Details of all the genotyping and phylogenetic analyses have been depicted in Figures 1 and 2 and are summarized in Additional file 1.

Figure 1
figure 1

Diagram showing the percent distribution of different genetic loci in the English isolates. The presence of the cag PAI with the motifs on its right end, the vac A and ice A genotypes and the presence of the glm M and bab B house keeping genes and characteristics of the virulence gene oip A and the genes included in the plasticity region cluster are shown. The distribution was determined by PCR using primer sequences from the reference articles denoted by the number in superscript.

Figure 2
figure 2

(A) shows a gel image of representative FAFLP patterns of English H. pylori strains with the bands in red indicating the internal lane standards (Genescan Rox 500). (B) Representative phylogenetic tree indicating genetic relationships between English H. pylori strains (n = 16) and those from other world populations (HupB, n = 3; Ire, n = 3; Italy (Sard), n = 2; R = 2; E. Asia (Hu), n = 2; India (L, MS, BJ), n = 5) based on the FAFLP profiles generated for the strains from different countries (described in the materials and methods section). The neighbour joining network tree created based on the level of similarity between the amplitypes shows that European strains form a distinct cluster although two other clusters showing associations with the Indian strains are also seen. (C) Cluster analysis of the 296 bp glm M was generated with 10 English strains, 2 strains each from India (L), E. Asia (Hu), Peru (Sjm) and S. Africa (R). 4 each from Ire and HupB and the sequenced HP26695. The rounded circle here shows the grouping of English islolate (N 17) with the Indian (L) and E. Asian (Hu) strains. (D) Tree constructed from the bab B gene products from different strains (N, n = 8; Ire, n = 4; HupB and MS, L, n = 3 respectively, 2 each of Hu and Sjm with HP26695). (E) Genetic relationships of the English strains based on the 250 bp sequence of the 5'end of the cag A gene (England, n = 7; East Asia, n = 4; S. Africa, n = 1; W. Africa, n = 2; S. America, n = 2; central America, n = 1; India, n = 2; Bangladesh, n = 2 and Holland, n = 1). A few strains from Nottingham showed sequence similarity with the Asian strains as indicated by the circles in green. (F) Phylogenetic tree based on the REP fingerprinting patterns generated by the English strains (n= 5) in comparison with 5 strains from Ire and 6 from India (L).

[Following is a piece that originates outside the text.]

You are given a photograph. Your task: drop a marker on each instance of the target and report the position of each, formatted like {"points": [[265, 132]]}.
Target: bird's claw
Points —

Macroscale analysis of the cag-PAI and the downstream motifs

The status of cag A gene was assessed by using primers specific to sequences at both the 5' end and the 3' ends. PCRs for the 5' end were positive in 41 strains (62.1 %), whereas only 35 strains (53%) were PCR positive for the cag 3' end. Twenty-one strains (31.8%) had both the ends detected by PCR indicating therefore the possible presence of a complete gene.

Of the ten strains PCR negative for both cag A ends, the oip A gene frame status was "on" for 8 of them. Hence we showed no association between the presence of the cag A gene and the frame status of oip A. Only two strains out of the 10 completely PCR negative for cag A did not have any motif type on the right end of the gene PCR amplified.

The most frequently detected gene by PCR in UK strains was cag T (83.3%) followed by cag E (71.2%).

Upon analysis of the extreme right junction of the cag PAI (region extending from the cag A 3' region to the glr gene), 54 strains out of 66 had either the type IIIa motif (28.8%) or the type I (Ia/Ib) motif (28.8%). The type IIIb motif was observed in a single isolate (N3), while 13.6% strains displayed the type II motif. The type IV motif was amplified in only 9% of the strains and among the three strains recovered from patients of Indo – Pakistani origin, N105 showed a type I a signature, while N115 showed type II motif. The type III motif was also observed for strains from patients of Chinese (N 99) and Russian (N90) ethnicities settled in UK.

The frame status of the oip A gene was 'off' in 8 of the 12 strains that did not have successful amplification of any motif types on the right end of the cag PAI and between the 3' end of the glr gene.

The sequence of the 250 bp product amplified from the 3' end of the cag A gene was determined for 16 English strains. Phylogenetic analyses of these sequences in comparison with others from Holland (n = 1), East Asia (n = 4), India (n = 2), Bangladesh (n = 2), South America (Peru, n = 2 and Guatemala, n = 2), South Africa (n = 1) and Gambia (n = 2)) (Figure 2E) revealed that the Asian strains carried a unique cag A gene sequence and formed a segregated cluster. Strains from Africa clustered close to the Indian ones whereas English strains showed no specific clustering.

vac A and ice A statuses of the isolates

87.8 % of the strains possessed the toxigenic type s1 vac A allele while the less toxigenic s2 allele was detected in ~ 6% strains. The vac A m2 genotype was present in 66.6% strains and only 21.2 % strains had the m1a genotype. The m1c subtype found in strains from India [28] was observed in 3 strains and none of the strains had a type m1b vac A allele. Therefore, the s1m2 type of vac A was most commonly (66.6%) found in these English strains. Only 38 of the 58 strains (65.5%) with vac A s1 allelic subtype had the oip A gene in frame.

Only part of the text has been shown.